During the session it is helpful to check in with the client to ensure they are happy with the direction of the session or whether the wish to explore something different. This is beneficial for both the client and the coach. It is helpful for the client because it again affirms that they are in the driver’s seat and thus strengthens trust and safety (Core Competency 4). It is also beneficial for the coach because it affirms the direction of the conversation or confirms the need to change. There are times when we may not be able to gauge if our exploration is serving the client, and so rather than second guess, we ask!

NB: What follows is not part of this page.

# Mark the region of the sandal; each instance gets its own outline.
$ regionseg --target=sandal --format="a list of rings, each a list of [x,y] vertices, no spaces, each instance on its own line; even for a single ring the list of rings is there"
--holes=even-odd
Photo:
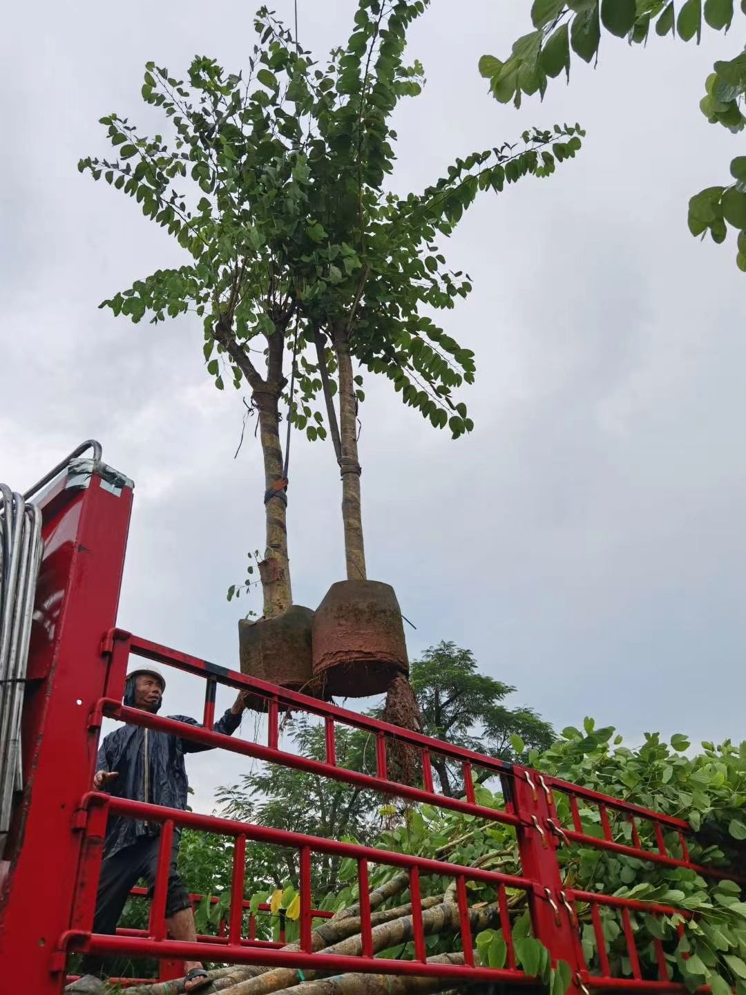
[[[199,984],[192,985],[191,988],[187,988],[187,985],[190,982],[197,981],[198,979],[201,979],[199,981]],[[204,988],[205,985],[210,984],[210,981],[211,981],[210,975],[207,973],[204,967],[193,967],[191,971],[187,971],[184,977],[184,991],[190,993],[198,992],[202,988]]]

Towards the conclusion of the session, the coach will check in again to ascertain whether the client believes they have achieved their stated outcome for the session. Revisiting the measure(s) of success will help bring to the client’s conscious awareness the extent to which they have achieved what they hoped to accomplish within the session.
Exploring the client’s learning within the session
Reiterating what I have previously stated, I do not precis or recap what I believe has been accomplished in the session. My perception may differ from that of my client, and given it is
not about me, but about my client, I ask them what has been valuable in the session. Examples of how we may do this:
- what have you learned during our conversation (the ‘what’)?
- what have you learned about yourself (the ‘who’)?
- what new insights have you gained within this session?
- what have been the key ‘aha’ moments for you?
The wording is not important but should reflect expression that is authentic to both the coach and client. Verbally articulating what they have learned in the session – about their situation and about themselves – enables conscious awareness of the growth that has occurred. This may therefore increase the confidence and motivation to take action which will further facilitate change and growth.
Designing action, goals, ongoing reflection, and accountability
This is about partnering with the client in deciding how this new learning will be applied in a manner to facilitate further growth.
- what action can you take to reinforce this new awareness?
- what goals may you need to set to make this change?
- what may you need to continue to reflect on to expand this awareness?
- who might support you in following through on this (accountability)?
- (and, if the client chooses to hold themselves accountable) how will you do this?
These are but examples of questions the coach may ask in partnering with their client to encourage them to continue to act and further reflect, change, and grow in maximising their personal and professional potential.
This is not intended to be a comprehensive explanation of each of the ICF Core Competencies, as this can readily be found on the ICF Website. What I have sought to do is to create some awareness of how the order and flow of the core competencies within a coaching session or series of sessions can result in deeper awareness and transformation within clients.
With practice and persistence, coaches will learn to integrate these core competencies within their coaching in a seamless manner that is congruent with their own unique style of coaching.